Open MPI logo

Open MPI User's Mailing List Archives

  |   Home   |   Support   |   FAQ   |   all Open MPI User's mailing list

Subject: Re: [OMPI users] UDP like messaging with MPI
From: Jeremiah Willcock (jewillco_at_[hidden])
Date: 2011-11-21 14:50:22


On Mon, 21 Nov 2011, Mudassar Majeed wrote:

> Thank you for your answer. Actually, I used the term UDP to show the non-connection oriented messaging. TCP creates connection between two parties (who
> communicate) but in UDP a message can be sent to any IP/port where a process/thread is listening to, and if the process is busy in doing something, all the
> received messages are queued for it and when ever it calls the recv function one message is taken from the queue.

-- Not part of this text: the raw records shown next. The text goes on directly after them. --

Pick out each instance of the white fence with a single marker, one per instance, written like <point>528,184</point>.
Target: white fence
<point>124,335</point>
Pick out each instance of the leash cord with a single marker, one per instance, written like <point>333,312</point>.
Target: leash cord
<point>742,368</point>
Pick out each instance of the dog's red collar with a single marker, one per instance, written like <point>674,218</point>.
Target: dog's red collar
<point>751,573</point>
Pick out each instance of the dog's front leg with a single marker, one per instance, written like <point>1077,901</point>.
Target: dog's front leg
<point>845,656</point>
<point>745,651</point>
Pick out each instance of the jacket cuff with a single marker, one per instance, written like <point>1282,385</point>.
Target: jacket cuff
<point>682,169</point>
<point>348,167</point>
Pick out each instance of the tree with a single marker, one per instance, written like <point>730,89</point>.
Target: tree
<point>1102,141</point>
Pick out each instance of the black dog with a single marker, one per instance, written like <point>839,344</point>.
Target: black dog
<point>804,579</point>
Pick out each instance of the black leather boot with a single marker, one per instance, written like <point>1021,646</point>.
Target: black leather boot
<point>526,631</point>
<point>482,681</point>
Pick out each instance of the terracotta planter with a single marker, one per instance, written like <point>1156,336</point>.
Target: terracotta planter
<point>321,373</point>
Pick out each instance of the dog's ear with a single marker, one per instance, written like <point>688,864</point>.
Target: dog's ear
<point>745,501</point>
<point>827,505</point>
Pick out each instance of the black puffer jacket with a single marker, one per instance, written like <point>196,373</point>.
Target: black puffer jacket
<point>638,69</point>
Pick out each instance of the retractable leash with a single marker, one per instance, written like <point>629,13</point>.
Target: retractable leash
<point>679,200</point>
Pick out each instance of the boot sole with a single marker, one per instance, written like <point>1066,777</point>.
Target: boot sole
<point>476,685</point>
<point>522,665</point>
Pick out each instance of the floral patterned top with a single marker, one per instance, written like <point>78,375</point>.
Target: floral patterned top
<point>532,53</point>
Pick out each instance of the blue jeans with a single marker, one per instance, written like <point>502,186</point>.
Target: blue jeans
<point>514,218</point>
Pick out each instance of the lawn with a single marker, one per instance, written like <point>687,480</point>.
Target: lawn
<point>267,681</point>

That is how MPI message matching works; messages sit in a queue until you
call MPI_Irecv (or MPI_Recv or MPI_Probe, etc.) to get them. Unlike UDP,
MPI messages do not need to complete on the sender until they are
received, so you will probably need to use MPI_Isend to avoid deadlocks.

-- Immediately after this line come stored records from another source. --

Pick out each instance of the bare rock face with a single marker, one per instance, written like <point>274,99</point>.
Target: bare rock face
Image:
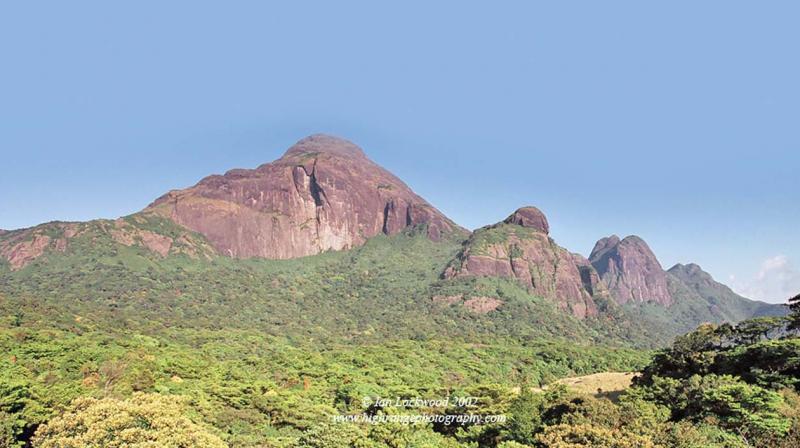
<point>23,246</point>
<point>590,278</point>
<point>323,194</point>
<point>520,248</point>
<point>631,270</point>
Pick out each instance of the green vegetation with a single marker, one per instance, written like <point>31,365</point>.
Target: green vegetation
<point>259,353</point>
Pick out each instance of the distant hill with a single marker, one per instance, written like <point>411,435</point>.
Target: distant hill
<point>324,243</point>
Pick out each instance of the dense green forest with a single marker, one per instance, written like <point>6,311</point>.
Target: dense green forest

> I am implementing a distributed algorithm that will provide communication sensitive load balancing for computational loads. For example, if we have 10 nodes each
> containing 10 cores (100 cores in total). So when MPI application will start (let say with 1000) processes (more than 1 process per core) then I will run my
> distributed algorithm MPI_Balance (sorry for giving MPI_ prefix as it is not a part of MPI, but I am trying to make it the part of MPI ;) ). So that algorithm
> will take those processes that communicate more in the same node (keeping the computational load on 10 cores on that node balanced).
>
> So that was the little bit explanation. So for that my distributed algorithm requires that some processes communicate with each other to collaborate on something.
> So I need a kind of messaging that I explained above. It is kind of UDP messaging (no connection before sending a message, and message is always queued on the
> receiver's side and sender is not blocked, it just sends the message and the receiver takes it when it gets free from other task).

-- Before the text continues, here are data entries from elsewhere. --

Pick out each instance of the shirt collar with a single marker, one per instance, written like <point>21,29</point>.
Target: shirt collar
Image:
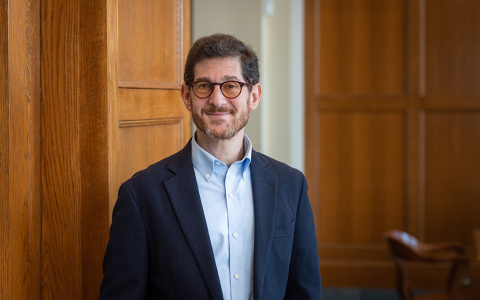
<point>205,163</point>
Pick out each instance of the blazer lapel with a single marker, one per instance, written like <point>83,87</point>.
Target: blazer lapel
<point>185,199</point>
<point>264,186</point>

The one difficulty in doing this is to manage the MPI requests from the
sends and poll them with MPI_Test periodically. You can just keep the
requests in an array (std::vector in C++) which can be expanded when
needed; to send a message, call MPI_Isend and put the request into the
array, and periodically call MPI_Testany or MPI_Testsome on the array to
find completed requests. Note that you will need to keep the data being
sent intact in its buffer until the request completes. Here's a naive
version that does extra copies and doesn't clean out its arrays of
requests or buffers:

class message_send_engine {
   vector<MPI_Request> requests;
   vector<vector<char> > buffers;

   public:
   void send(void* buf, int byte_len, int dest, int tag) {
     MPI_Request req;
     size_t buf_num = buffers.size();
     buffers.resize(buf_num + 1);
     buffers[buf_num].assign((char*)buf, (char*)buf + byte_len);
     requests.resize(buf_num + 1);
     MPI_Isend(&buffers[buf_num][0], byte_len, MPI_BYTE, dest, tag, MPI_COMM_WORLD, &requests[buf_num]);
   }

   void poll() { // Call this periodically
     while (true) {
       int index, flag;
       MPI_Testany((int)requests.size(), &requests[0], &index, &flag, MPI_STATUS_IGNORE);
       if (flag && index != MPI_UNDEFINED) {
         buffers[index].clear(); // Free memory
       } else {
         break;
       }
     }
   }
};

bool test_for_message(void* buf, int max_len, MPI_Status& st) {
   int flag;
   MPI_Iprobe(MPI_ANY_SOURCE, MPI_ANY_TAG, MPI_COMM_WORLD, &flag, &st);
   return (flag != 0);
}

If test_for_message returns true, you can then use MPI_Recv to get the
message.

> I have tried to use the combination of MPI_Send, MPI_Recv, MPI_Iprobe,
> MPI_Isend, MPI_Irecv, MPI_Test etc, but I am not getting that thing that
> I am looking for. I think MPI should also provide that way. May be it is
> not in my knowledge. That's why I am asking the experts. I am still
> looking for it :(

-- Jeremiah Willcock